Egoist insan egoizm; “Bir kişinin motivasyonları kendi çıkarlarıdır” der. Bu düşünceyi insanın kendisine yüklediğimiz vakit: Egoist birey sadece kendi çıkarları için elinden geleni yapan ya da bunun için mücadele eden değil; başkaları için yaptıkları iyilikleri dahi kendisi için yapandır. Her şey kendisi için bir yatırım olur. Bir yandan lanet bir birey bir yandan da ihtiyaç duyduğumuz bir birey haline dönüşürler.
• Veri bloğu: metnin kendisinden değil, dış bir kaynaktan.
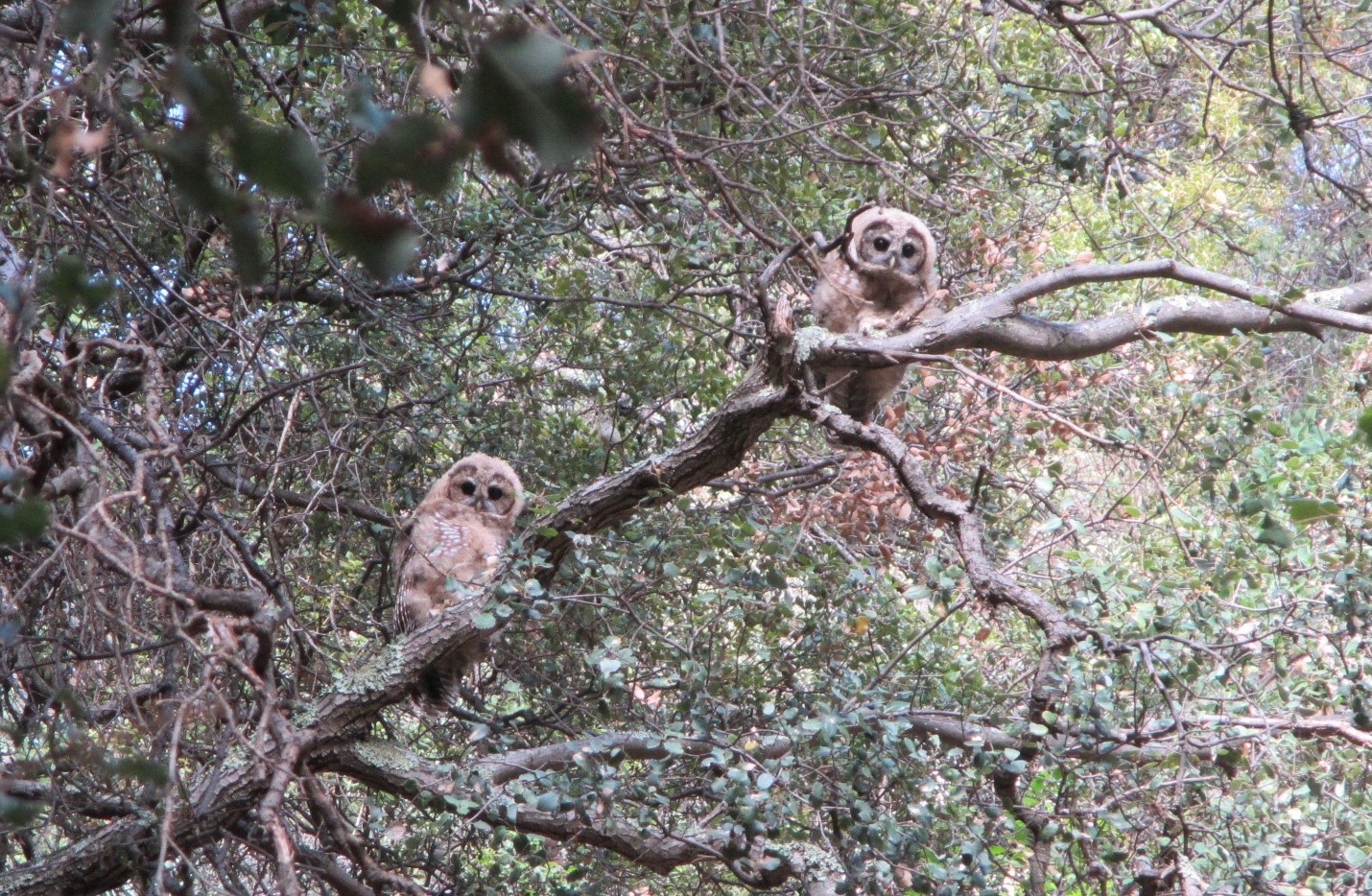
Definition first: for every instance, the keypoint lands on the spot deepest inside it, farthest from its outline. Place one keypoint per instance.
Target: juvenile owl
(449, 548)
(877, 281)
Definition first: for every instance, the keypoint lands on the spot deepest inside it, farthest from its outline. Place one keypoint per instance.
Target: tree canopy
(1082, 611)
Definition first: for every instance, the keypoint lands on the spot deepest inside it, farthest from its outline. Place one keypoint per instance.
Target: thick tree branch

Her zaman katıldığım bir düşünce vardır. İnsan daima akılsızlığını ortaya koymalıdır.
Kendisinden olanı vermeli ve bazen hiç olan bazense her şey olan için ortaya koymalıdır. Bakmayın kurnazlıklarına insancıkların, aslen birer aptallardır, tıpkı hayvanlar gibi. Anlam ve Hedef İnsan her yolda ve her düşüncesinde bir anlam taşımak ister. İnsan yapıcı olmak zorundadır, hareket etmek, anlam arayışı ve hedef bulmak için mücadele eder. Hedeflerine ulaştıkları vakit ise buhran olur.
Hangimiz hedeflerimiz sonucunda mutluyuz?
Hangimizin mahvolmaktan zevk almadığını söyleyebiliriz? Hedefler daima sert olur, tıpkı beton bir duvara çarpmak gibi tıpkı 13. Kattan düşmek gibi. Hedeflerimiz hayallerimizden ibaret ve hayallerimizin sonucu uçurumdan farksızdır. Hedef, var olmayan bir canlıdır, bizler ise birer tanrı. Yaratamayan, yarattığını beğenmeyecek olan. Seciye Birey anlam arayışlarında, hedef arayışlarında kullanabileceği bir karakter oluşturmalıdır. Bu karakter bedensel ve zihinsel olarak yansıtılır. Özünde bir birey olmadan önce yani çocukluk çağının izlerini taşır. İnançlı olan insanlar için kader çocukluktan başlamaktadır. ‘Çocukluk sizin bütün kaderinizi belirler’. Zırvalıkları geçersek: “Karakter” bireyin duruşudur, insanın ana maddesidir. “Bir karakteriniz, duruşunuz, çizginiz var olmadıysa, yaratmamışsanız siz yoksunuz, üstelik hayvansınız”
Omurgasız Birey
Attığı her adım, boşa harcanmış vakittir. Tuttuğu her dalın elinde kalmasıdır. Tanrının, insanın, hayvanın yok sayacağı bir var olmayandır. Onlarca, binlerce kalp ritminin sonuçsuz ve amaçsız atmasıdır. Bu canlılar hemen hemen her yerdedir. Günlük yaşama odaklanmış, başarılarını, varlığını böyle kabullenmişlerdir. Ara sıra bu canlıların amaçları olur; kimisi yarı kültürel varlığı ile öne çıkar. Toplum için tehlikeli olurlar, bir görüşe inanırlar ve isterler ki herkes o görüşe inansın. Bazıları kültürlü olur ve insanları manipüle ederler.
“Yalanın sırrı önce kendini inandırmaktır”
Sonuç olarak; insanlık hayvanlığı en aza indiren bireylerin elindedir. Bazıları yaşamayı hak etmez bazıları hakkı olmayanı zorla alır bazıları ise yaşam alanı oluşturur. İnsanlık maddi değildir. Mistik, Sufi gibi görüşlere katılmasam da bunları yok sayamam, bu yüzden insanlık geçmişte veya günümüzde gözle görülmeyendir. Üzgünüm ama bu insanlığı mistik yapar.